O caso Ronaldinho expõe um dos esquemas mais barra-pesadas da infiltração do crime organizado na administração pública.

Não imagine que o Ministro da Justiça Sérgio Moro foi até o Paraguai meramente por seu deslumbramento de ser amigo das estrelas, para dar apoio a um ídolo nacional, embaixador honorário do Turismo de Jair Bolsonaro. Alegou-se que iria retribuir uma reuniao ocorrida com a Secretaria de Administração Penitenciária do Paraguai. Mas a reação do próprio promotor do caso Ronaldinho, reafirmando a independência do MInistério Público local, mostra que havia pressão na visita.

Vamos por partes para você entender melhor esse jogo.

Peça 1 – o fator Alberto Yousseff

Desde o caso Banestado, o doleiro Alberto Yousseff se tornou peça central em todas as investigações críticas de Sérgio Moro.

Por várias vezes foi beneficiado com a delação premiada, voltou a operar no mercado, sendo beneficiado novamente, atropelando todos os princípios que regem o instituto da delação. Que é anulada e os benefícios concedidos cancelados, quando comprovado que o delator voltou a delinquir.

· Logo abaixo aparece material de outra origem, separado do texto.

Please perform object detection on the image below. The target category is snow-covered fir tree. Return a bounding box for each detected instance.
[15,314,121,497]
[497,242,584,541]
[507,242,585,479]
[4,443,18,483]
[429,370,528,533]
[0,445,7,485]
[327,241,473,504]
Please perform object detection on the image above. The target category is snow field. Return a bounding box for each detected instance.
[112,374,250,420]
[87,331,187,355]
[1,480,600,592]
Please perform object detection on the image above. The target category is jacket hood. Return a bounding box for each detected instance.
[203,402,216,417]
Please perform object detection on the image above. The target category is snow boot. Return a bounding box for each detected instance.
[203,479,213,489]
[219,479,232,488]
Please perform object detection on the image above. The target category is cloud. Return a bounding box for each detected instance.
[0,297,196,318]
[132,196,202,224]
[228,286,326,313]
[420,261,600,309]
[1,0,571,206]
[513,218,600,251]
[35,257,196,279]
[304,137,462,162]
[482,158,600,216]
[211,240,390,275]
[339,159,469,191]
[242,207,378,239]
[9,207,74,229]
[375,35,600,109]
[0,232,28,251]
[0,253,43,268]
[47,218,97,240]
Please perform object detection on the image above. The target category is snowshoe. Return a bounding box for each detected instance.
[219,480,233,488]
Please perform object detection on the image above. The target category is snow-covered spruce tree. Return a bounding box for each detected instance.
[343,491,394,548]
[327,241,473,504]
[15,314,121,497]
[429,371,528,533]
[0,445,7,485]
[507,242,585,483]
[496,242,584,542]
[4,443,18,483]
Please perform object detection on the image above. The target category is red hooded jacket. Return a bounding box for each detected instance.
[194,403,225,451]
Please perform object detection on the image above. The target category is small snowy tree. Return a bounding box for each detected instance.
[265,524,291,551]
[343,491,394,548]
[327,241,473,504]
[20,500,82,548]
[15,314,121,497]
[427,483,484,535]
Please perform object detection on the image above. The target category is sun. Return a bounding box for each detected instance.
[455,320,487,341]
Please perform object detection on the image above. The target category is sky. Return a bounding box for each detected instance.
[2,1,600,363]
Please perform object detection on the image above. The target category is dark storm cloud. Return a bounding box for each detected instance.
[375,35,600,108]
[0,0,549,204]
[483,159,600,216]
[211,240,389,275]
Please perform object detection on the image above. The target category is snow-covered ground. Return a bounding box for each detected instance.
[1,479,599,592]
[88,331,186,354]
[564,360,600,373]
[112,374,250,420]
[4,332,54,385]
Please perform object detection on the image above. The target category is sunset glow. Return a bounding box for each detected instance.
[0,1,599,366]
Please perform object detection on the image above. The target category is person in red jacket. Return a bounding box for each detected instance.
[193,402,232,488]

Em 2016, depois de ter se validado das delações de Yousseff para fazer deslanchar a Lava Jato, o implacável Moro o autorizou a cumprir pena em casa.

Logo depois, o delegado da Polícia Federal Mário Fanton apurou que, solto por Moro, Youssef voltou a operar no mercado. Imediatamente, Fanton foi alvo de retaliações barras-pesadas pelo grupo da PF do Paraná, sob o comando de Sérgio Moro, conforme reportagens exemplares do repórter Marcelo Auler. Esse mesmo comportamento criminoso foi utilizado contra o advogado Pedro Serrano, quando solicitou documentos que comprovariam manipulação de provas pela Lava Jato. Trata-se de um modo de operação similar ao das organizações investigadas por eles.

Conforme apurou a repórter Cintia Alves em 2016,:

Por insurgir-se contra a Lava Jato, Fanton é processado por calúnia e injúria contra seus colegas, em ação movida pelo Ministério Público Federal. Em agosto de 2015, o Estadão publicou: “O delegado Fanton e o agente federal Dalmey Fernando Werlang [que também colaborou com a CPI] foram denunciados criminalmente à Justiça Federal pelo procurador Daniel Holzmann Coimbra, do Grupo de Controle Externo da Atividade Policial da Procuradoria.” Fanton teria atacado a honra de ao menos seis delegados da Lava Jato.

Na imprensa, circulou a versão de que Fanton e outros agentes seriam “dissidentes da PF”, possivelmente contratados pelas empreiteiras investigada na Lava Jato para achar uma maneira de comprometer as provas colhidas e anular parte da operação.

Fanton foi mandado para a Sibéria da PF, aposentado e não se falou mais nessa estranha simbiose entre um juiz símbolo da luta anticorrupção e um doleiro, permanentemente beneficiado pelas decisões do juiz e as represálias contra o delegado que ousou investigar a volta do doleiro à atividade ilícita.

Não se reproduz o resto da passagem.